Jazz greats celebrate Parker’s centennial

Wave Staff Report

LOS ANGELES — Aug. 28 would have been the 100th birthday of Charlie “Bird” Parker, one of the most legendary jazz musicians of all time.

Born Aug. 29, 1920, in Kansas City, Kansas, Parker is considered by many as one of the most important Black American figures in history, a towering musical genius who blazed his own path as a pioneering musician and composer, altering the course of music forever.

Sixty-five years after his untimely passing in 1955 at just 34 years old, Parker’s music still lives. His compositions continue to influence generations and can be heard in music from today’s visionaries, ranging from the envelope pushing hip-hop of Kendrick Lamar to the sprawling, celestial jazz of Kamasi Washington.

Last week, some of Parker’s most famous fans such as Herbie Hancock, Wynton Marsalis, Jon Batiste, Christian McBride and Jeff Goldblum, honored him with video tributes on the Official Charlie Parker YouTube Channel.

Former President Bill Clinton provided a heartfelt salute about his fellow alto saxophonist who he said, “left this world far too young but his spirit survives through the beauty, the power, the genius, of his music.

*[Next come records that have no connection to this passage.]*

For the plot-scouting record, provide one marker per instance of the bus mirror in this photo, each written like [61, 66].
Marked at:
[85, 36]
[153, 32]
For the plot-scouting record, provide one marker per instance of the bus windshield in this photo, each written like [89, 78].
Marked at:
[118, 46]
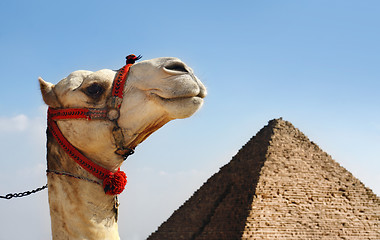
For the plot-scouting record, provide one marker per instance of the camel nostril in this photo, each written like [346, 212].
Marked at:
[177, 67]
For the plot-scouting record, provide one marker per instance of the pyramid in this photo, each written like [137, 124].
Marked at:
[280, 185]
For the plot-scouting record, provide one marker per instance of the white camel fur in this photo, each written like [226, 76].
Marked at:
[156, 91]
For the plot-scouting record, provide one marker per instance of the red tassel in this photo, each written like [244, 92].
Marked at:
[115, 183]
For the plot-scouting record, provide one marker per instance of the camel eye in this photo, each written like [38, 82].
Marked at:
[94, 90]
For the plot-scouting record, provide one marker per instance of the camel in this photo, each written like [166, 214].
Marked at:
[156, 91]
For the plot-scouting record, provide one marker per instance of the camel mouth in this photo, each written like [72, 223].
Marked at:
[178, 98]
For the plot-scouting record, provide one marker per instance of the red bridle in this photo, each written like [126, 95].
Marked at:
[113, 182]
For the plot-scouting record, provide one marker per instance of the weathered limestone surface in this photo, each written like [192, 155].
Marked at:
[280, 185]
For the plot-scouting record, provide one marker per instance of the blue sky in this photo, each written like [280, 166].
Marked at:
[314, 63]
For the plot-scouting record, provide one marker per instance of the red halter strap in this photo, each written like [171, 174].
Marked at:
[113, 182]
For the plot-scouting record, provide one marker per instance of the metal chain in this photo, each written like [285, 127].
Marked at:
[23, 194]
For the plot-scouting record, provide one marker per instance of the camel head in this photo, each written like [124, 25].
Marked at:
[156, 91]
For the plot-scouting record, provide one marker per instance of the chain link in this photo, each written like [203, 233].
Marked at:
[23, 194]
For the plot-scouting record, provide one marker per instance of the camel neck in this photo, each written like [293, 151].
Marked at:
[79, 209]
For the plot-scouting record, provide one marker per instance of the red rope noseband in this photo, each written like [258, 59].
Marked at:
[113, 182]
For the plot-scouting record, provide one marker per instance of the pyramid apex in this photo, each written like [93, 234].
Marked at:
[279, 185]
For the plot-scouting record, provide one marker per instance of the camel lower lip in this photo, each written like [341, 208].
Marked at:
[175, 98]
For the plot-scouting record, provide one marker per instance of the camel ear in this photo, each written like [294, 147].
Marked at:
[49, 96]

It sounds and feels as young today as when he first played it and when I first heard it.”

If jazz history can be divided into two epochs — danceable swing and improvisational bebop — then Parker is the fault line. During his all too short but remarkable career, the alto saxophonist gave jazz lightning tempos, mind-bending chord substitutions and previously unexplored harmonic depth, paving the way for hard bop, free jazz, fusion and everything after.

Miles Davis summed up his accomplishments by saying “You can tell the history of jazz in four words. Louis Armstrong. Charlie Parker.” Parker was a meteoric musician that burned bright and much too quick. But his legacy more than lives on; it’s jazz scripture.

Jack Kerouac called him “as important as Beethoven.” Four of his recordings were inducted into the Grammy Hall of Fame including albums “Charlie Parker With Strings” and “Jazz At Massey Hall,” and the songs “Ornithology” and “Billie’s Bounce.”

In 1974, he was awarded a posthumous Grammy for best performance by a soloist for “First Recordings.” In 1988, the Clint Eastwood-directed biopic “Bird” brought his story to the silver screen. The U.S. Postal Service issued a commemorative stamp in his honor in 1995.

The Parker composition “Ko Ko” was included in the National Recorded Registry in 2002, declaring the song as “culturally, historically or aesthetically important … in the United States.” Although his life and career were short, the New Yorker has praised Parker as “one of the wonders of 20th-century music” and the New York Times deemed him “matchless” and a “bebop exemplar.”